Configure the Adaptive Feature Classifier

Use the procedure in this topic to configure the top-level content classifier in your project.

Each project has one top-level content classifier only. This content classifier is an Adaptive Feature Classifier (AFC), and once it is enabled, you can configure this top-level AFC to meet your specific requirements.

In most cases, the default settings for the AFC are sufficient. For the best results, test your classification settings before configuring this classifier and then make the necessary changes and compare them to the previous results.

Even though subtree classifiers are also Adaptive Feature Classifiers, any changes you make to this top-level classifier does not affect the subtree classifiers.

Before you begin

Before you can configure the Adaptive Feature Classifier for content classification, first Initialize the content classifier.

Procedure

  1. On the Project tab, in the Configuration group, select Project Settings Project Settings icon.
  2. Select the Classification tab to view the classification settings.
  3. In the Content Classification group, Properties Properties icon for the Adaptive Feature Classifier.

    The Adaptive Feature Classifier Properties window is displayed.

  4. Configure the following settings:

    Use digits

    This setting controls whether the classifier uses digits as features or ignores them during text filtering. (Default: Cleared)

    Max. number of features

    Limits the maximum number of internally generated features per class. (Default: 5000)

    Min. feature length

    Specifies the minimum number of characters that should be used for a feature. This value cannot be smaller than the Min. word length. (Default: 3)

    Max. feature length

    Specifies the maximum number of characters that are used for a feature. Should not be larger than 64 characters. (Default: 50)

    Automatic selection of Min. feature frequency

    Enables the Min. feature frequency to be set automatically. If this setting is selected, you cannot manually assign a Min. feature frequency value. (Default: Cleared)

    Min. feature frequency

    Specifies how often a substring is displayed inside the training set of a class to be used as a feature for content classification. (Default: 2)

    Start features at begin of words

    Specifies that a feature substring needs to start at the beginning of a word. If not checked, the substring can start anywhere. (Default: Selected)

    Max. words per feature (0-n)

    Limits the number of words per feature. A value of zero means unlimited words, although the total number of characters of the words per feature cannot exceed the "Max. feature length" property. (Default: 2)

    Use fuzzy string match

    Enables matching fuzziness with the disadvantage of slower classification performance. (Default: Cleared)

    Fuzzy length (5-10)

    Configures the fuzzy string comparison. (Default: 5)

    Automatic selection of Min. class entropy

    Enables the Min. class entropy to be set automatically. If this setting is selected, you cannot manually assigned a Min. class entropy value. (Default: Cleared)

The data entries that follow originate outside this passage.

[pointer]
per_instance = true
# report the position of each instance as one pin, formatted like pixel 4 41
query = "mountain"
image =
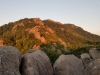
pixel 31 33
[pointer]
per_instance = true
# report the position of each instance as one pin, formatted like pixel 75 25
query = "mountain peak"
pixel 38 21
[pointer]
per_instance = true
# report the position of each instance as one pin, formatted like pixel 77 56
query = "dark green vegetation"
pixel 31 33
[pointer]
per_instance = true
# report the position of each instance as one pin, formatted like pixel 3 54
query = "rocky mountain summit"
pixel 32 33
pixel 36 62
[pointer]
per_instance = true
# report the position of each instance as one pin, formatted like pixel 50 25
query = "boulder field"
pixel 36 62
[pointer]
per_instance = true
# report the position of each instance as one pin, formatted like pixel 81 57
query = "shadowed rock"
pixel 68 65
pixel 36 62
pixel 93 68
pixel 85 57
pixel 95 54
pixel 9 60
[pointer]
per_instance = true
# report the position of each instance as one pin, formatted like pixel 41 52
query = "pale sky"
pixel 83 13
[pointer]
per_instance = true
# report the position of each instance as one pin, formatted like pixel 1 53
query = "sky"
pixel 82 13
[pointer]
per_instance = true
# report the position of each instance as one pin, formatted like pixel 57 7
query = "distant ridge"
pixel 30 33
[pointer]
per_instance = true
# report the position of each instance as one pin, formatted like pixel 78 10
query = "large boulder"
pixel 93 68
pixel 36 62
pixel 9 60
pixel 95 54
pixel 68 65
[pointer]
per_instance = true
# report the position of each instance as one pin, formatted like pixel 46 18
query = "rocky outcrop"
pixel 68 65
pixel 93 68
pixel 95 54
pixel 38 21
pixel 16 26
pixel 36 62
pixel 37 34
pixel 9 60
pixel 1 42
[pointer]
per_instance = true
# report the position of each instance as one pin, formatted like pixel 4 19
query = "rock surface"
pixel 85 57
pixel 68 65
pixel 9 60
pixel 36 62
pixel 93 68
pixel 95 54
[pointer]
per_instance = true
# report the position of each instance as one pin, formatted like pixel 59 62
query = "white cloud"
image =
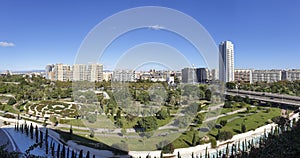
pixel 6 44
pixel 156 27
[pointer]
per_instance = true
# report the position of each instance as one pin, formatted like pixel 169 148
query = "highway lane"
pixel 282 100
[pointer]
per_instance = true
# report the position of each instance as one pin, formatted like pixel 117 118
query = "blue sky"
pixel 35 33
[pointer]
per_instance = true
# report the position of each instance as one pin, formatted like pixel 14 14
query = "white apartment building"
pixel 62 72
pixel 266 75
pixel 79 72
pixel 244 75
pixel 95 72
pixel 291 75
pixel 123 75
pixel 226 61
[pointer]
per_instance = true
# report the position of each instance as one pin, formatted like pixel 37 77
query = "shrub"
pixel 92 118
pixel 227 104
pixel 225 135
pixel 243 128
pixel 223 122
pixel 11 101
pixel 213 143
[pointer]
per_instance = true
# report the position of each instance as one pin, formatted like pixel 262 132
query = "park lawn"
pixel 129 124
pixel 10 108
pixel 184 140
pixel 66 129
pixel 163 122
pixel 74 122
pixel 252 121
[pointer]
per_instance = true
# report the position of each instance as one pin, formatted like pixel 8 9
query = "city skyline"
pixel 36 34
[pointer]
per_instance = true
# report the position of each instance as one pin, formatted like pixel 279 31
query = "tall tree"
pixel 58 151
pixel 88 154
pixel 80 154
pixel 31 131
pixel 36 134
pixel 41 139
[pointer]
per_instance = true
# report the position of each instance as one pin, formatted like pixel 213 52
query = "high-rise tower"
pixel 226 61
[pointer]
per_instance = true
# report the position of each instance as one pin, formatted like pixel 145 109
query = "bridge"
pixel 267 97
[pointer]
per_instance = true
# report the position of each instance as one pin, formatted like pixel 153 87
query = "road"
pixel 268 97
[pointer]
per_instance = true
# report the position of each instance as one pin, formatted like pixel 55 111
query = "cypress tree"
pixel 88 154
pixel 52 150
pixel 58 151
pixel 80 154
pixel 31 131
pixel 26 129
pixel 46 139
pixel 194 141
pixel 73 154
pixel 41 139
pixel 206 153
pixel 68 152
pixel 227 150
pixel 63 152
pixel 232 149
pixel 46 145
pixel 36 134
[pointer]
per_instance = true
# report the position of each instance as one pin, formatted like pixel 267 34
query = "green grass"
pixel 184 140
pixel 87 141
pixel 10 108
pixel 252 121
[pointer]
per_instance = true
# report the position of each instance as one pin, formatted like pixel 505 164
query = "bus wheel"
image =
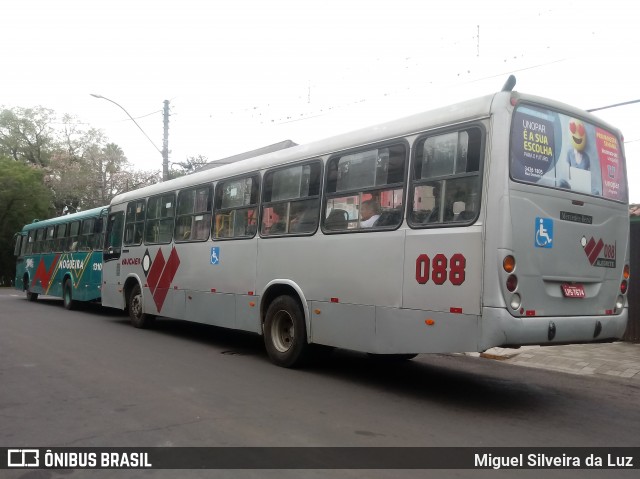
pixel 67 299
pixel 285 334
pixel 25 287
pixel 136 309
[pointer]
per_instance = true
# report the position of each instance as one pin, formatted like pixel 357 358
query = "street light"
pixel 164 152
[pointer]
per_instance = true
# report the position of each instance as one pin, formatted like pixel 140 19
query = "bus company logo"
pixel 599 253
pixel 160 274
pixel 44 275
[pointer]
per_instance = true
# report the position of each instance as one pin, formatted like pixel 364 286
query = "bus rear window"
pixel 549 148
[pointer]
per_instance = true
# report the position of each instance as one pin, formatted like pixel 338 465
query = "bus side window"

    Min. class entropy (0.0 - 1.0)

    Controls the importance of a feature, depending on the number of classes where it is displayed. A value of 1.0 requires that a feature is displayed only inside the sample documents of a single class; otherwise, it is not used for classification. The lower the value, the more classes can contain the feature inside the training set. (Default: 0.600)

  5. Select OK.

    The Adaptive Feature Classifier Properties window is closed.

  6. Optional. Select OK to close the Project Settings window.